DESIGN CRITERIA AND LOADS
Graham L. Hutchinson, Nelson T. K. Lam and John L. Wilson
This paper has provided an overview of both the philosophy and methods used in the design and analysis of building structures to earthquake ground shaking. In particular, the following topics and issues were discussed : (a) seismic hazard and soil response modelling, (b) aseismic design methods, (c) design and detailing of structural systems and (d) future directions for seismic design.
seismic hazard, soil response modelling, aseismic design methods, structural systems, passive damping, ductility, earthquake engineering, tall buildings.
In seismically active areas of the world design engineers are faced with a dilemma of being required to design for an earthquake event which has a high probability of not occurring during the life of the facility. The engineer has many choices between the bounds of designing the structure to remain elastic during a rare event and totally ignoring the hazard thus possibly leaving themselves open to charges of negligence.

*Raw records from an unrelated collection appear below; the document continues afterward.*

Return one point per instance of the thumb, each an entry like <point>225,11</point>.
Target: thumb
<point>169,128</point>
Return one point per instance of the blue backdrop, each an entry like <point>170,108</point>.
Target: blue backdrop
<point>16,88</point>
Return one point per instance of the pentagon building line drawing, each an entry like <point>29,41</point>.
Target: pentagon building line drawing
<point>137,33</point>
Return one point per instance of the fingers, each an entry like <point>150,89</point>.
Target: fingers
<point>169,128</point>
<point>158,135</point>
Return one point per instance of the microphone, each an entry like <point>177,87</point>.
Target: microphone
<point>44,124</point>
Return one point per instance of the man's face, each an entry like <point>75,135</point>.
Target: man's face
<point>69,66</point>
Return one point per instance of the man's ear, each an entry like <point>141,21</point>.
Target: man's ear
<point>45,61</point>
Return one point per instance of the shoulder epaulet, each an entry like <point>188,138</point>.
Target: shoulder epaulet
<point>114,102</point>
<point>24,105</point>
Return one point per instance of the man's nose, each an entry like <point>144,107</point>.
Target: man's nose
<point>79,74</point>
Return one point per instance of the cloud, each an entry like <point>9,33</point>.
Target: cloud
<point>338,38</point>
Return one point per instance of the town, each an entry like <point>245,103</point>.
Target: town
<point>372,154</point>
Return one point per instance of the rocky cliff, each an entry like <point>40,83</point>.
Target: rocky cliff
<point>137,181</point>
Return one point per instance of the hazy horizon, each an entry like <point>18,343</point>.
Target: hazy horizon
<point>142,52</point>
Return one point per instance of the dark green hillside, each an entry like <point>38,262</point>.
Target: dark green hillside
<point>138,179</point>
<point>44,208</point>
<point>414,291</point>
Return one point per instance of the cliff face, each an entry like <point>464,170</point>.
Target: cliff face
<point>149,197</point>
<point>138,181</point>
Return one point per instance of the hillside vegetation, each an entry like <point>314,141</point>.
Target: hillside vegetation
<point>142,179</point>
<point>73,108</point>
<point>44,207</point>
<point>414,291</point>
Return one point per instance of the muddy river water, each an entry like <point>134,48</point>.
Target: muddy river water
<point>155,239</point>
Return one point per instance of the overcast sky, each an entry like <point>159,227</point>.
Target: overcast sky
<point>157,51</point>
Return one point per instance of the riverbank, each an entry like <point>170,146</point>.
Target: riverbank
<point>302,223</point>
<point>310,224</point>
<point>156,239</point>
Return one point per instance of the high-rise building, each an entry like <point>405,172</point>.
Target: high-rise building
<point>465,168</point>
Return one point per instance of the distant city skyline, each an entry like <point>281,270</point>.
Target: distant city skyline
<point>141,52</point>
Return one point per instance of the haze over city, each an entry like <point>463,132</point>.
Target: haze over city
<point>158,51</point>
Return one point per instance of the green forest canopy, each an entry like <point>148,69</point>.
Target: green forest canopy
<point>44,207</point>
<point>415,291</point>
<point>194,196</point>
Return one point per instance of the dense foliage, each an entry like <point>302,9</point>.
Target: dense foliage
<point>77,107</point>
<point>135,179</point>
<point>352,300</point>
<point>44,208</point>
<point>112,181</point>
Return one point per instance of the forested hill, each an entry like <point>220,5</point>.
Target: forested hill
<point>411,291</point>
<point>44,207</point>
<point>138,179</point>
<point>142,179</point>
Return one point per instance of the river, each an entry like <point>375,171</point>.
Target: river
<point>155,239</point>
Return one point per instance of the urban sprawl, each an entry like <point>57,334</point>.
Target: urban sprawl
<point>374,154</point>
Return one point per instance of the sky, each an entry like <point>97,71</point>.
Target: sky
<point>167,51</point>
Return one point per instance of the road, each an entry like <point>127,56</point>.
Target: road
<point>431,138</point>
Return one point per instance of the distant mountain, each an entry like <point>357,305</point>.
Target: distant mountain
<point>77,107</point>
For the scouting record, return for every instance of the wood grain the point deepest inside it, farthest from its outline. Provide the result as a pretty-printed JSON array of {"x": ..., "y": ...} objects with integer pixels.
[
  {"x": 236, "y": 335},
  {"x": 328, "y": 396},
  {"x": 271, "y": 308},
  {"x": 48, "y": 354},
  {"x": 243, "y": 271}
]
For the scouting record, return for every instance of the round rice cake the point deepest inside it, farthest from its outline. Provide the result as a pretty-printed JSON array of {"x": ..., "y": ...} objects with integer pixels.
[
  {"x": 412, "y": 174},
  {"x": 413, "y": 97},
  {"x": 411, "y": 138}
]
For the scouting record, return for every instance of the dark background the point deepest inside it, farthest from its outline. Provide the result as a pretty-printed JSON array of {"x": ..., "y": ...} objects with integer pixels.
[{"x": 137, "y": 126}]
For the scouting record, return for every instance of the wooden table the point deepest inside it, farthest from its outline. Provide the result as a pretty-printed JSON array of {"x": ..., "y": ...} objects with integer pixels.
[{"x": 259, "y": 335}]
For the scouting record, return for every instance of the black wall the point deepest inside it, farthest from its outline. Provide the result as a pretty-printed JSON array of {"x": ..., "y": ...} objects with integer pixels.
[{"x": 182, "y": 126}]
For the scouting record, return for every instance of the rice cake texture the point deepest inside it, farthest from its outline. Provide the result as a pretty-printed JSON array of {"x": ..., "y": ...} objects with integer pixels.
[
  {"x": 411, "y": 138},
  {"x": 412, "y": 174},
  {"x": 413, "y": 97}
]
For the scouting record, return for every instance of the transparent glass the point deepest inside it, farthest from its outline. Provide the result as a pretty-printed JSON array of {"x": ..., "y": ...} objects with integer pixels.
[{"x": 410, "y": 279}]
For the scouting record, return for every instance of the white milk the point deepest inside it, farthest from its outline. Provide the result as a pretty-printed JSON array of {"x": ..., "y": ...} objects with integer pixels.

To overcome this problem the concept of a dual design philosophy was introduced. This philosophy involved designing for a damageability limit state (an event that has, say, a 50% chance of being exceeded during the design life of the structure) and an ultimate limit state event (where there is a 10% chance of exceedance). The design philosophy associated with the ultimate event is based on the preservation of life. Following a number of significant earthquakes in the past 15 years which caused extensive damage and costly dislocations to the function of large cities this philosophy has been revised. A new philosophy incorporating performance based design concepts has been developed and is gaining acceptance for inclusion in modern building standards (SEAOC, 2000; FEMA273, 1997).